A freira esperou muito. E não posso dizer que tenha esperado para entrar, porque não vi o desfecho, porque a irmã impacientou-se tanto que saiu a caminhar, não sei para onde. Isso tudo, que tomou três ou quatro parágrafos, levou dez ou quinze minutos, o que é ua eternidade para quem esteja em frente de casa, impedido de entrar, sob a chuva, provavelmente cansada, e quem sabe a urinar-se.

Outro dia, reparava eu o bem que o vizinho fez ao podar as duas árvores do seu quintal, que assim se tornaram mais agradáveis aos passarinhos que ali fazem residência, e vi uma senhora mórmon a andar de skate. Convenhamos que é algo raro, mesmo que se ache inusitado termo excessivo. A cena dava-se no estacionamento que há no térreo do rico prédio dos mórmons.

Não era uma jovem e isso é só uma constatação e talvez um elogio à capacidade de assumir riscos, porque isso é perigoso, afinal é comum cair e partir a cabeça, lascar uma perna e coisa e tal. A senhora ia e vinha, como se treinasse, como se quisesse obter técnica no uso da prancha de skate. Skatistas são comuns até demais, mas mulheres de meia-idade mórmons skatistas são relativamente pouco comuns.

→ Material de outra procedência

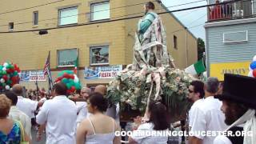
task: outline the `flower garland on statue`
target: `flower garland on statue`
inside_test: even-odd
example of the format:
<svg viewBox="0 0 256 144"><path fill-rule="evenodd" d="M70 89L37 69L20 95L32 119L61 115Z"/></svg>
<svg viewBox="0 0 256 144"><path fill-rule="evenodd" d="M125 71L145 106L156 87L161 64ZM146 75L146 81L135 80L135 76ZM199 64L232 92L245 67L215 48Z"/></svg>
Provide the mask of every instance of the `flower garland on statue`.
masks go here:
<svg viewBox="0 0 256 144"><path fill-rule="evenodd" d="M63 70L58 74L54 82L62 82L67 87L67 94L72 94L77 90L81 90L80 81L72 70Z"/></svg>
<svg viewBox="0 0 256 144"><path fill-rule="evenodd" d="M17 64L7 62L0 65L0 91L10 90L14 85L18 83L20 72Z"/></svg>
<svg viewBox="0 0 256 144"><path fill-rule="evenodd" d="M110 82L107 98L111 103L120 103L122 110L129 104L131 109L143 113L149 101L158 100L169 107L173 120L186 114L190 106L186 95L192 82L188 74L169 66L145 67L140 71L132 70L130 66Z"/></svg>

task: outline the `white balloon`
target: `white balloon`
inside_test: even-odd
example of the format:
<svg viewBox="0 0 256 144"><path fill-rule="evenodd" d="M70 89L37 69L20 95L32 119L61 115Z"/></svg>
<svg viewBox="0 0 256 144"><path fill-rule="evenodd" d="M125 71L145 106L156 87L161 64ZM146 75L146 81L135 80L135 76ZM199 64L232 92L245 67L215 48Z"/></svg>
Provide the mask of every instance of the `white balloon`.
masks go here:
<svg viewBox="0 0 256 144"><path fill-rule="evenodd" d="M10 90L10 86L6 85L6 90Z"/></svg>
<svg viewBox="0 0 256 144"><path fill-rule="evenodd" d="M253 58L253 61L256 61L256 55L254 55L254 58Z"/></svg>
<svg viewBox="0 0 256 144"><path fill-rule="evenodd" d="M0 82L1 83L4 83L6 81L3 78L1 78Z"/></svg>
<svg viewBox="0 0 256 144"><path fill-rule="evenodd" d="M79 79L78 79L77 74L74 74L74 82L76 82L76 83L78 82Z"/></svg>
<svg viewBox="0 0 256 144"><path fill-rule="evenodd" d="M249 71L248 77L252 77L252 78L254 78L253 70L250 70L250 71Z"/></svg>
<svg viewBox="0 0 256 144"><path fill-rule="evenodd" d="M6 67L8 66L8 63L7 62L5 62L4 64L3 64L3 66L5 66L5 67Z"/></svg>

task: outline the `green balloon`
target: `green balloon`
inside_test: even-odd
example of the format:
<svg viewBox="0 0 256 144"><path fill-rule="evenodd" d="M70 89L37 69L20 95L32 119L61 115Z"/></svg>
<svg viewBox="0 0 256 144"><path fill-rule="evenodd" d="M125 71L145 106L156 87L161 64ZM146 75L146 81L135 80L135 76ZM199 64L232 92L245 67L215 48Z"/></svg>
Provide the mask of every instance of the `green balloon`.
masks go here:
<svg viewBox="0 0 256 144"><path fill-rule="evenodd" d="M6 84L7 84L7 85L10 85L11 82L12 82L11 80L8 80L8 81L6 82Z"/></svg>
<svg viewBox="0 0 256 144"><path fill-rule="evenodd" d="M78 82L74 83L74 87L75 87L75 90L81 90L80 83Z"/></svg>
<svg viewBox="0 0 256 144"><path fill-rule="evenodd" d="M69 80L65 78L62 78L62 82L63 83L66 83L66 83L69 82Z"/></svg>
<svg viewBox="0 0 256 144"><path fill-rule="evenodd" d="M16 75L18 75L18 72L17 72L17 71L14 71L14 76L16 76Z"/></svg>

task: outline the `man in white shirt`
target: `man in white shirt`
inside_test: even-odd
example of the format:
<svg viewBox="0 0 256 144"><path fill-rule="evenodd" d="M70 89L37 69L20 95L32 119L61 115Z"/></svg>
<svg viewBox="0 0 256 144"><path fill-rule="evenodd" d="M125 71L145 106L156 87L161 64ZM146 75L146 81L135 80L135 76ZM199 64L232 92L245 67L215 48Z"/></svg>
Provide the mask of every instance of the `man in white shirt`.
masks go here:
<svg viewBox="0 0 256 144"><path fill-rule="evenodd" d="M189 111L189 126L192 126L194 119L194 109L201 105L205 96L204 83L199 80L193 81L189 86L189 94L187 98L189 101L194 102Z"/></svg>
<svg viewBox="0 0 256 144"><path fill-rule="evenodd" d="M89 98L89 95L91 94L91 90L88 87L83 87L81 90L80 95L86 100ZM78 118L77 118L77 127L80 122L88 116L87 103L86 102L77 102L76 106L78 109Z"/></svg>
<svg viewBox="0 0 256 144"><path fill-rule="evenodd" d="M194 111L193 135L190 138L190 143L213 144L217 135L207 136L203 134L207 131L223 131L227 127L224 122L225 116L221 111L222 102L214 98L218 84L216 78L208 78L205 84L205 99Z"/></svg>
<svg viewBox="0 0 256 144"><path fill-rule="evenodd" d="M77 108L74 102L66 98L66 90L64 83L54 84L54 98L46 101L36 116L39 125L46 124L46 144L75 143Z"/></svg>
<svg viewBox="0 0 256 144"><path fill-rule="evenodd" d="M30 118L34 118L35 110L42 106L43 102L38 102L29 98L23 98L22 86L16 84L13 86L13 92L18 95L18 102L16 106L18 110L25 113Z"/></svg>
<svg viewBox="0 0 256 144"><path fill-rule="evenodd" d="M225 114L225 122L229 125L226 132L231 132L233 136L218 135L214 144L256 143L255 87L254 78L230 74L224 75L223 93L214 98L222 101L222 110Z"/></svg>
<svg viewBox="0 0 256 144"><path fill-rule="evenodd" d="M12 120L17 120L21 122L24 127L26 134L30 137L30 139L32 139L31 119L25 113L23 113L17 108L16 104L18 101L18 97L14 92L6 91L6 95L9 99L10 99L12 104L9 112L8 118Z"/></svg>

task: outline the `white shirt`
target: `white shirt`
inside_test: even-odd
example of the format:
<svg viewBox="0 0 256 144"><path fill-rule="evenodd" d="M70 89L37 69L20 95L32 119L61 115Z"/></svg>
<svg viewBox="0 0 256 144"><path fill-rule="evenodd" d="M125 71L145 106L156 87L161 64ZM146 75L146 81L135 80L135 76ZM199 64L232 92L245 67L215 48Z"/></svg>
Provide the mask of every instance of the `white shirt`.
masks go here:
<svg viewBox="0 0 256 144"><path fill-rule="evenodd" d="M214 144L232 144L231 141L224 135L218 135L215 138Z"/></svg>
<svg viewBox="0 0 256 144"><path fill-rule="evenodd" d="M191 131L197 133L194 137L202 139L203 144L213 144L216 136L202 136L202 131L223 131L227 126L225 124L225 116L221 111L222 102L213 96L207 97L201 105L194 109L194 118Z"/></svg>
<svg viewBox="0 0 256 144"><path fill-rule="evenodd" d="M76 106L78 109L77 123L81 122L83 119L87 118L88 110L87 103L86 102L77 102Z"/></svg>
<svg viewBox="0 0 256 144"><path fill-rule="evenodd" d="M26 134L31 137L31 118L25 113L19 110L17 106L12 106L10 109L8 118L12 120L17 120L22 124Z"/></svg>
<svg viewBox="0 0 256 144"><path fill-rule="evenodd" d="M16 106L18 110L25 113L30 118L34 118L34 111L38 107L38 102L32 101L29 98L18 96L18 102Z"/></svg>
<svg viewBox="0 0 256 144"><path fill-rule="evenodd" d="M198 99L194 102L189 111L189 126L192 126L194 119L194 109L201 105L201 102L203 102L203 98Z"/></svg>
<svg viewBox="0 0 256 144"><path fill-rule="evenodd" d="M143 131L157 131L153 130L154 124L144 123L138 126L138 130L133 131L131 138L136 141L139 144L162 144L167 143L168 137L164 136L154 136L154 135L143 135ZM163 131L166 131L163 130Z"/></svg>
<svg viewBox="0 0 256 144"><path fill-rule="evenodd" d="M36 121L46 122L46 144L75 143L77 108L65 95L46 101Z"/></svg>

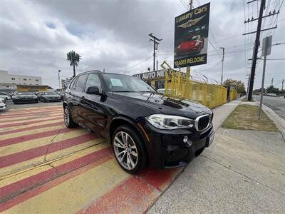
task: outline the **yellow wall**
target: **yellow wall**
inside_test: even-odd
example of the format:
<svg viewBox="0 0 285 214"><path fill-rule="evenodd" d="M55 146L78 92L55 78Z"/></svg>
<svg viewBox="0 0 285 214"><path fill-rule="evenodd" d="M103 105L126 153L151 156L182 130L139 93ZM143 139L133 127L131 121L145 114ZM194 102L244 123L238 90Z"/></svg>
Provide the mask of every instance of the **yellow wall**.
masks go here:
<svg viewBox="0 0 285 214"><path fill-rule="evenodd" d="M46 91L48 89L45 86L17 86L17 91Z"/></svg>

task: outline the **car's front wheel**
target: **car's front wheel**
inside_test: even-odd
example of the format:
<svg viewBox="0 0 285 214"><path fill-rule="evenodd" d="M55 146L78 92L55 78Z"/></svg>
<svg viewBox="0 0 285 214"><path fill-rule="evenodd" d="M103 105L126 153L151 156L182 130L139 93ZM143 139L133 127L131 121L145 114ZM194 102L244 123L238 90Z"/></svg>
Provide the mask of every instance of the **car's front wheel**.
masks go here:
<svg viewBox="0 0 285 214"><path fill-rule="evenodd" d="M64 123L68 128L74 128L77 126L77 123L74 122L71 116L71 112L68 106L66 106L63 108Z"/></svg>
<svg viewBox="0 0 285 214"><path fill-rule="evenodd" d="M141 138L133 128L118 127L113 135L112 146L118 163L125 171L134 174L145 168L147 153Z"/></svg>

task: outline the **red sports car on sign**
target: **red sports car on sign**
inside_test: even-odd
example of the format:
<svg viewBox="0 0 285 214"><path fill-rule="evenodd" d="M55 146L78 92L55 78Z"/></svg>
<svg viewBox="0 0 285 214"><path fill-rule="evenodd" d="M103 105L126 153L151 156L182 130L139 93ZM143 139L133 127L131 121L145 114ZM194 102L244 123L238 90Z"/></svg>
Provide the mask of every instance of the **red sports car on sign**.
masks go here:
<svg viewBox="0 0 285 214"><path fill-rule="evenodd" d="M178 46L176 51L177 54L189 54L200 53L204 46L204 37L200 35L194 35L188 41L183 41Z"/></svg>

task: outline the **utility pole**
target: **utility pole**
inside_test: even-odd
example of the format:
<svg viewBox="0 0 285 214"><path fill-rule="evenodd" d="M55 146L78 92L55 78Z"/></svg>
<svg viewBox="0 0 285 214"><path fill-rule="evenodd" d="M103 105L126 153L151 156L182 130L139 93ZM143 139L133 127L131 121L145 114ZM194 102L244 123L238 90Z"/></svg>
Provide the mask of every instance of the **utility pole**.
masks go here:
<svg viewBox="0 0 285 214"><path fill-rule="evenodd" d="M223 50L223 56L222 58L222 75L221 75L221 85L223 83L223 76L224 76L224 47L220 47Z"/></svg>
<svg viewBox="0 0 285 214"><path fill-rule="evenodd" d="M269 51L269 49L271 49L271 41L269 39L272 39L272 36L269 39L269 37L265 37L263 40L263 44L262 44L262 56L264 56L264 61L263 61L263 73L262 73L262 82L261 82L261 94L260 95L260 106L259 106L259 120L261 119L261 112L262 112L262 103L263 103L263 93L264 93L264 78L265 78L265 67L266 66L266 58L267 55L269 55L271 52L271 49ZM269 44L270 43L270 44ZM269 47L269 45L270 45L270 47ZM272 81L273 81L273 78L272 78Z"/></svg>
<svg viewBox="0 0 285 214"><path fill-rule="evenodd" d="M61 70L58 70L58 89L61 91L61 78L59 76L59 73L61 73Z"/></svg>
<svg viewBox="0 0 285 214"><path fill-rule="evenodd" d="M252 3L256 1L257 1L257 0L252 0L252 1L248 1L247 4L250 4L250 3ZM249 87L249 90L248 90L248 97L247 97L248 101L252 101L252 90L254 88L254 83L255 68L256 68L256 66L258 48L259 46L260 32L277 28L277 26L276 26L275 27L269 28L266 29L261 29L261 23L262 23L263 18L276 15L279 13L279 11L277 11L277 12L274 11L273 13L270 12L268 16L263 16L263 11L264 9L265 9L265 0L261 0L261 3L260 3L259 18L254 19L252 17L252 19L249 19L249 19L247 21L244 21L244 24L246 24L246 23L249 23L250 21L254 21L255 20L258 20L257 29L256 31L248 32L248 33L245 33L245 34L242 34L242 35L247 35L247 34L255 34L255 33L256 34L256 36L255 38L255 41L254 41L254 48L252 63L252 71L251 71L251 73L250 73Z"/></svg>
<svg viewBox="0 0 285 214"><path fill-rule="evenodd" d="M148 34L151 38L150 39L150 41L153 41L153 71L155 71L155 50L157 50L157 46L160 44L157 41L162 41L162 39L158 39L156 37L155 35L151 33L150 34Z"/></svg>

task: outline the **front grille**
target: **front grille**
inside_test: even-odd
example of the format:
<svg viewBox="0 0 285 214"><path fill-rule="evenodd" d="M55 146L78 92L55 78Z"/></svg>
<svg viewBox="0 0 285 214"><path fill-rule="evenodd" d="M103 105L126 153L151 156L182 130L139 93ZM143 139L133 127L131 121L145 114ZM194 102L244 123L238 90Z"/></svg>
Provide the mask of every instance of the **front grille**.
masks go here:
<svg viewBox="0 0 285 214"><path fill-rule="evenodd" d="M197 128L199 131L205 129L209 123L209 115L205 115L199 118L197 121Z"/></svg>

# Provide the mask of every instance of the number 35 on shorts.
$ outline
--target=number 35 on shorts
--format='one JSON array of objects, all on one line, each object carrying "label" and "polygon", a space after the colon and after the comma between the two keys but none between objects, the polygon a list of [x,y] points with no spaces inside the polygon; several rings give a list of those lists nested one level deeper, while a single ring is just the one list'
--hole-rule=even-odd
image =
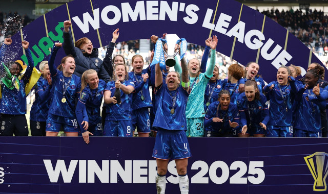
[{"label": "number 35 on shorts", "polygon": [[197,130],[202,130],[204,128],[204,124],[202,123],[197,123],[196,124],[196,127]]}]

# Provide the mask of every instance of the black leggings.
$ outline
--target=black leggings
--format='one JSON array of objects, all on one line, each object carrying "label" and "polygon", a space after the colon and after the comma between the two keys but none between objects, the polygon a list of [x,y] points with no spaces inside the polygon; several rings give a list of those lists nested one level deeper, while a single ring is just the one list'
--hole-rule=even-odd
[{"label": "black leggings", "polygon": [[46,136],[46,122],[35,122],[30,119],[31,135],[32,136]]},{"label": "black leggings", "polygon": [[0,136],[28,136],[29,130],[25,114],[1,114]]}]

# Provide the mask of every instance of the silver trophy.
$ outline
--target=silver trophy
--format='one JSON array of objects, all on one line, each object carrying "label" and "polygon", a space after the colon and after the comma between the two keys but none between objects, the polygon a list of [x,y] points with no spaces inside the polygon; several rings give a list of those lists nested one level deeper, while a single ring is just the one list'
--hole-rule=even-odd
[{"label": "silver trophy", "polygon": [[175,59],[174,57],[179,53],[179,50],[174,53],[174,47],[176,41],[180,39],[180,38],[175,34],[167,34],[165,39],[168,44],[167,52],[165,51],[165,47],[163,44],[163,51],[164,53],[168,56],[165,60],[165,64],[169,67],[173,67],[175,65]]}]

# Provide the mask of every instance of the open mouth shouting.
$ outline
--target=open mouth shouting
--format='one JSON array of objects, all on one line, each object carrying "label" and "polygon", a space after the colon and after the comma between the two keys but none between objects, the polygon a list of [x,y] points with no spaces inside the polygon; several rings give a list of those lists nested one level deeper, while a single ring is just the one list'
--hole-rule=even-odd
[{"label": "open mouth shouting", "polygon": [[257,74],[257,72],[256,70],[253,70],[252,71],[251,71],[251,76],[252,78],[254,78],[254,76],[255,76],[255,75],[256,75],[256,74]]},{"label": "open mouth shouting", "polygon": [[228,104],[223,103],[221,105],[221,109],[222,110],[228,110],[228,106],[229,105]]}]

Fiquei tentado a crer que o inusitado é algo primordialmente quantitativo, ou seja, que depende da raridade do episódio. Mas, pensando mais detidamente, acho que mistura quantidade e qualidade, o que torna as coisas mais simples e complicadas ao mesmo tempo.

Não é somente de raridade que se cuida, porque raridade em comportamentos é difícil de encontrar. A percepção do inusitado tem, talvez, mais a ver com a qualidade, ou seja, com o que difere dos padrões de habitualidade a que o observador habituou-se.

Espero que a freira não tenha apanhado um resfriado e que a senhora mórmon não tenha levado uma queda….

2 Comments

  1. Sidarta

    Excelente a sua percepção da verdade subjacente.

    Eu acrescentaria que a vida monástica não é tão cheia de amor e de solidariedade para com os que estão a padecer até de coisas menos desvirtuosas como uma incontinência urinária, e a importação da cultura americana de mulheres mormons andarem de skate ainda vai ser um “must and very fancy practice” em Campina.

    A propósito de paredes blindadas, a embaixada americana em Moscou já tinha esse recurso há uns 40 anos atrás…

    • Andrei Barros Correia

      Sidarta,

      A arquitetura desses complexos mórmons é algo tão homogêneo que ainda me impressiona. De qualquer forma, revela a ruptura deles com qualquer coisa que se aproxime de uma estética. Deve ser utilitário ao extremo, por outro lado.

      Algo que percebi vendo como são por toda parte e notadamente em Braga porque havia um no caminho do mercado a que ia frequentemente, é que todos têm ligações diretas por satélite. Dai para parecerem todos bunkers disfarçados, é um pequeno passo.

      A vida monástica é muito mais cheia de intrigas que o normal das outras corporações. É algo parecido às forças armadas, todos querendo jantar os demais, mas sempre unidos em torno aos interesses corporativos.